One would assume Women’s March founders Tamika Mallory and Bob Bland would happily use their time as guests of The View to push back on this narrative. After all, The View has pretty decent ratings so this was a good opportunity to change the story and present the Women’s March as more inclusive and celebratory of all women.
Yet, clips from this morning’s program show just the opposite. When View co-host Meghan McCain questioned Mallory about her affection for Nation of Islam founder and noted anti-Semite Louis Farrakhan, Mallory becomes instantly defiant and defensive—not contrite, as a reasonable person might expect. Watch her response here:
It’s important to note that McCain was armed with some pretty damning evidence. For instance, McCain asked her about a picture Mallory posted on Instagram posing next to Farrakhan at Savior Day with the caption: “Thank God this man is still around and doing well. He is definitely the GOAT” – an acronym for “greatest of all time.”
What’s that again? Greatest of all time? For a man who hates gays, describes Jews as termites, and thinks Hitler was a “very great man.”
When reminded of her slobbering love for Farrakhan, Mallory simply deflected, saying that since she didn’t say those things about the Jews, she really shouldn’t have to answer for another person’s comments—a person she likes to cuddle up to and call the GOAT.
Thank you, Eva Braun.

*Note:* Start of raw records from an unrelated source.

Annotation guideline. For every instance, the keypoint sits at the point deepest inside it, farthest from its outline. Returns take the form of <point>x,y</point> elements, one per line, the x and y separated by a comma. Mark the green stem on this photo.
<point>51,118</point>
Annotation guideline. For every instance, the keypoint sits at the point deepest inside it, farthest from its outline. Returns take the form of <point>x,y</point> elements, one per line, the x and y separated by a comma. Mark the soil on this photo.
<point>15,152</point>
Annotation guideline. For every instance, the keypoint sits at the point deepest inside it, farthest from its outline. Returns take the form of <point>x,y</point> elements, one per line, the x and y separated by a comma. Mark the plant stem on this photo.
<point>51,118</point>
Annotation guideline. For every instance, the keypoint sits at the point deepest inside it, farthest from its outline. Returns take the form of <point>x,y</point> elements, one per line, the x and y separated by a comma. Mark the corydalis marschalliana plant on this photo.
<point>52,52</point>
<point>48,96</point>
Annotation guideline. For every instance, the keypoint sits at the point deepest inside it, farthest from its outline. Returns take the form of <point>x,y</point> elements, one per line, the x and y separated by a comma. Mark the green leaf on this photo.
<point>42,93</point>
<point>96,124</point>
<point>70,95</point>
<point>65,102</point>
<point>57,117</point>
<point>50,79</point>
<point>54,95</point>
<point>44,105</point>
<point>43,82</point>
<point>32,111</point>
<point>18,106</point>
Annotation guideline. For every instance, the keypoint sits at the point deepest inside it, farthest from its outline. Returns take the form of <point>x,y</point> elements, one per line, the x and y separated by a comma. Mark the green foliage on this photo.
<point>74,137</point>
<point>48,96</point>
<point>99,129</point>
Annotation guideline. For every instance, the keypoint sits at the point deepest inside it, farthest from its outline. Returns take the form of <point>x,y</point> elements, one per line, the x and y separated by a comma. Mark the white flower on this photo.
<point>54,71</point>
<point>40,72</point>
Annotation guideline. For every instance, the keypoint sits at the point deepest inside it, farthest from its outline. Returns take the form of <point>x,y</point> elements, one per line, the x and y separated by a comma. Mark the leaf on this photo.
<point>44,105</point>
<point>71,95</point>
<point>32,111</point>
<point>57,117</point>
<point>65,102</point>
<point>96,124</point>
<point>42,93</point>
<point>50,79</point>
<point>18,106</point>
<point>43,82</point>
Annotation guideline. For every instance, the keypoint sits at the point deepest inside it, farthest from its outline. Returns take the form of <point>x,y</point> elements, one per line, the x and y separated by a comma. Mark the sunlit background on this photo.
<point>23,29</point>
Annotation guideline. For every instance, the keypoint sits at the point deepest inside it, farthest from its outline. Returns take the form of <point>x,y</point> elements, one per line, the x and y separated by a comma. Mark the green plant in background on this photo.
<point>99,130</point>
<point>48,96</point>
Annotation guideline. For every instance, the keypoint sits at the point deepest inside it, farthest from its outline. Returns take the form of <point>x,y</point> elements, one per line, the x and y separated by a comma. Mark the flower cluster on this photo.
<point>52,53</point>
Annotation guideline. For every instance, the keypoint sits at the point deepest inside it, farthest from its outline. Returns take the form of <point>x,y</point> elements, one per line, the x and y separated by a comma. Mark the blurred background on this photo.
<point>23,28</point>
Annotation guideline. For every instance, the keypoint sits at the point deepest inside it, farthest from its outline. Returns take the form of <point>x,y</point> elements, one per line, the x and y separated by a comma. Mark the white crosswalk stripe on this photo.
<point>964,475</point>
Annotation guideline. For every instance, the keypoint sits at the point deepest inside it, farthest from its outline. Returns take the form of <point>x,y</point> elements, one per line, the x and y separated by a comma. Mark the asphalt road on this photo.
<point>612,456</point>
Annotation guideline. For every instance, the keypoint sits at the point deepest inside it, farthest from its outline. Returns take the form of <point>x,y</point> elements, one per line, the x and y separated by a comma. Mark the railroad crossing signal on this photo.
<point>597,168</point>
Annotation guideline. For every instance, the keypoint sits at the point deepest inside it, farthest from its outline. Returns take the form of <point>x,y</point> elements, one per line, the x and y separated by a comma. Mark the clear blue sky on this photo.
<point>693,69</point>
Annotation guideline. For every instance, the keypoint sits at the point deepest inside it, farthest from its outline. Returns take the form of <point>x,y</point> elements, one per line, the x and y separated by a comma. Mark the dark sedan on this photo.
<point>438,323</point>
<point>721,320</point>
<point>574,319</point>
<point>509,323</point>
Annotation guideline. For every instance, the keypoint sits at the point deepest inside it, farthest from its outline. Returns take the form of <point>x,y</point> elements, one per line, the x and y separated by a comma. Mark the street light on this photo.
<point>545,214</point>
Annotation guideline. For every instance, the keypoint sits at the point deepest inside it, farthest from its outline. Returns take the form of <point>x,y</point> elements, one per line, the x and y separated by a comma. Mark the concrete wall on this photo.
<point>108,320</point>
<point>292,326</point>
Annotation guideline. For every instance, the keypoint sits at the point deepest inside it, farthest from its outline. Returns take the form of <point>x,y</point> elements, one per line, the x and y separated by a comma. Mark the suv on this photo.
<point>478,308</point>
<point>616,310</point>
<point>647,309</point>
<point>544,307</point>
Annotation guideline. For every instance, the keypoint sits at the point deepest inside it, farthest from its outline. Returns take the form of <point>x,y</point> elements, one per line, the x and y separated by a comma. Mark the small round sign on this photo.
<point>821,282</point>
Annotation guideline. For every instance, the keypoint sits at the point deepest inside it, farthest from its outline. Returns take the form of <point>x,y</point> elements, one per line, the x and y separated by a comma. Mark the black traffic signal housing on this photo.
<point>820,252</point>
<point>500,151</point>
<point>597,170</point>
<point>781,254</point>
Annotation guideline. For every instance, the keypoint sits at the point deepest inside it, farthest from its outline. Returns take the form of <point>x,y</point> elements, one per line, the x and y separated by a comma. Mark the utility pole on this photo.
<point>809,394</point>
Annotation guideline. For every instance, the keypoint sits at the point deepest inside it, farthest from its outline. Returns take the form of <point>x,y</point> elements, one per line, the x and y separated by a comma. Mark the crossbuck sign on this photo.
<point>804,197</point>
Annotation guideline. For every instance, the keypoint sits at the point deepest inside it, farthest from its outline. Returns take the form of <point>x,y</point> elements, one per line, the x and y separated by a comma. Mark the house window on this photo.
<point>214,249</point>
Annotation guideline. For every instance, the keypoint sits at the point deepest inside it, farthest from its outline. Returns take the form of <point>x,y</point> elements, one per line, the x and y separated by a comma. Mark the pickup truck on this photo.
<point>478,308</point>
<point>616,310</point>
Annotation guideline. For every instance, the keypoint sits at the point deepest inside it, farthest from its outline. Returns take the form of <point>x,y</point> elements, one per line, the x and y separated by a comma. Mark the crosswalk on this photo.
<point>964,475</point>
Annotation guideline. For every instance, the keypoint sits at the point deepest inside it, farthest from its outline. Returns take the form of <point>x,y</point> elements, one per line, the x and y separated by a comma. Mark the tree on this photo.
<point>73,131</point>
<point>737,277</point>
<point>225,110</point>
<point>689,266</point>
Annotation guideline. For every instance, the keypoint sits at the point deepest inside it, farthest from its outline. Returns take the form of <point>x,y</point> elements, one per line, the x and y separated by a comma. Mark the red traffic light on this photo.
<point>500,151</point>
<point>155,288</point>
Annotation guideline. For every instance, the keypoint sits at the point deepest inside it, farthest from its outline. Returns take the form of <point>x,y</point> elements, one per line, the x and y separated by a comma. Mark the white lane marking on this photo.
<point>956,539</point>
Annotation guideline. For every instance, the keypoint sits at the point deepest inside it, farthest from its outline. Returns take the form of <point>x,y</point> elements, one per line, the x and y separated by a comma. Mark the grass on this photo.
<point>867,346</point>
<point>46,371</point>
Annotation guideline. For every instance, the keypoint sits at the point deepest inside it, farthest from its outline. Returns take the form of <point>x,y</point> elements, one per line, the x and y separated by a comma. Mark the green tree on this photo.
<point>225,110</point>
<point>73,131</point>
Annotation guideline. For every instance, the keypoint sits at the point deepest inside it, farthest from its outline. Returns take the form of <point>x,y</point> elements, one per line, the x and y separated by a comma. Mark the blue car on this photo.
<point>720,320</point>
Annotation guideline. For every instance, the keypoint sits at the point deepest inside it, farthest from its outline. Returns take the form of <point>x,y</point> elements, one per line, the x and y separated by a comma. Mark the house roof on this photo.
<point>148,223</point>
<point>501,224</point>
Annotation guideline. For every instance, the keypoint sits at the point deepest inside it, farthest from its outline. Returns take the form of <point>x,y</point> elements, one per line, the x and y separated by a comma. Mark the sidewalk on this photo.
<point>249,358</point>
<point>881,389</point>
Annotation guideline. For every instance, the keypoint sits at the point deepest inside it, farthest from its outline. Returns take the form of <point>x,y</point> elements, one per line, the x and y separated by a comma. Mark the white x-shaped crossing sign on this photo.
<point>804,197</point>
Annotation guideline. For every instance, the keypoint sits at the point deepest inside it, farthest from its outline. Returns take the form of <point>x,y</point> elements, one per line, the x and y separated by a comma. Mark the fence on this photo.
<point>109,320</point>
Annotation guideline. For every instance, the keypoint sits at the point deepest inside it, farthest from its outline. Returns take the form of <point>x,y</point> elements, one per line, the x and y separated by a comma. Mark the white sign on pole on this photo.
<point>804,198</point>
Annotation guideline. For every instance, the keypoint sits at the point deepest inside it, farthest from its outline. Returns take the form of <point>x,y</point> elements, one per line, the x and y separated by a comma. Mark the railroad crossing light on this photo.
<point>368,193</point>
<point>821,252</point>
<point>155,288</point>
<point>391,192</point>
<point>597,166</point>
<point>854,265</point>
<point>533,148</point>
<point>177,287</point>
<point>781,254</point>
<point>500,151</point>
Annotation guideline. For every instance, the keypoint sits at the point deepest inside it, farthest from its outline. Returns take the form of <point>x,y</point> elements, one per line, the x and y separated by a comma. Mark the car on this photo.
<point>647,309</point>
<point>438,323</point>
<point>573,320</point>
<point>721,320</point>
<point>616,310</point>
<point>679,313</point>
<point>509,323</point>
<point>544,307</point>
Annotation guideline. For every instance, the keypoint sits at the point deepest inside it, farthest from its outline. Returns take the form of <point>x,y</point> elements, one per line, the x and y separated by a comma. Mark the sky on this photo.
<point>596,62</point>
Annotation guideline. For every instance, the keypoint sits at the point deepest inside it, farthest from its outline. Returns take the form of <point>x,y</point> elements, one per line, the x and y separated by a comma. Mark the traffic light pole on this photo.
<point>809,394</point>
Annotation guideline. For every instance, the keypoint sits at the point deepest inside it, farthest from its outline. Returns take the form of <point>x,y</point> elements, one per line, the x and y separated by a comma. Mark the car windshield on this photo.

That’s a swell answer.
But what I found the most interesting was Mallory’s reaction when Meghan ticked off a list of offensive things Farrakhan has said, on the record, about Jews and homosexuals and to the specific allegations made in the Tablet magazine expose, where Mallory’s own anti-Semitism and conspiratorial thinking about Jews is laid bare. In response, Mallory stayed stone silent and simply signals to Bo Bland, co-president of the Women’s March. If you watch the video closely, Bland, who had been speaking right before, actually turns her head to Mallory in a clear deference to her since Meghan had directed the question to Mallory, not Bland. Yet, Mallory simply nods back to Bland who then answers the question—by suggesting the Tablet journalists were lying. Once again, Mallory refuses to answer for her own behaviors, her words and her associations.
It was an interesting thing to observe. Mallory obviously can’t bring herself to criticize her buddy Louis “the GOAT” Farrakhan, nor can she deny the charges of anti-Semitism, nor, like a petulant child, can she simply apologize for her statements. Why does she find it so hard?
Well, it’s simple. People who believe in something–truly believe in something–often find it hard to pretend that they don’t have those firm convictions.
That’s Tamika Mallory’s problem. She’s being asked to apologize for her past behaviors and deny her clear problems with the Jewish people. That’s extremely troubling.
In her recent New York Post column, Karol Markowicz reminded us that, “while ‘Black women, Native women, poor women, immigrant women, disabled women, Muslim women, lesbian queer and trans women’ are all specifically mentioned in the [Women’s March] ‘Unity Principles,’ Jewish women are not.”
Until the Women’s March relieves itself of women like Tamika Mallory, this sad reality won’t change.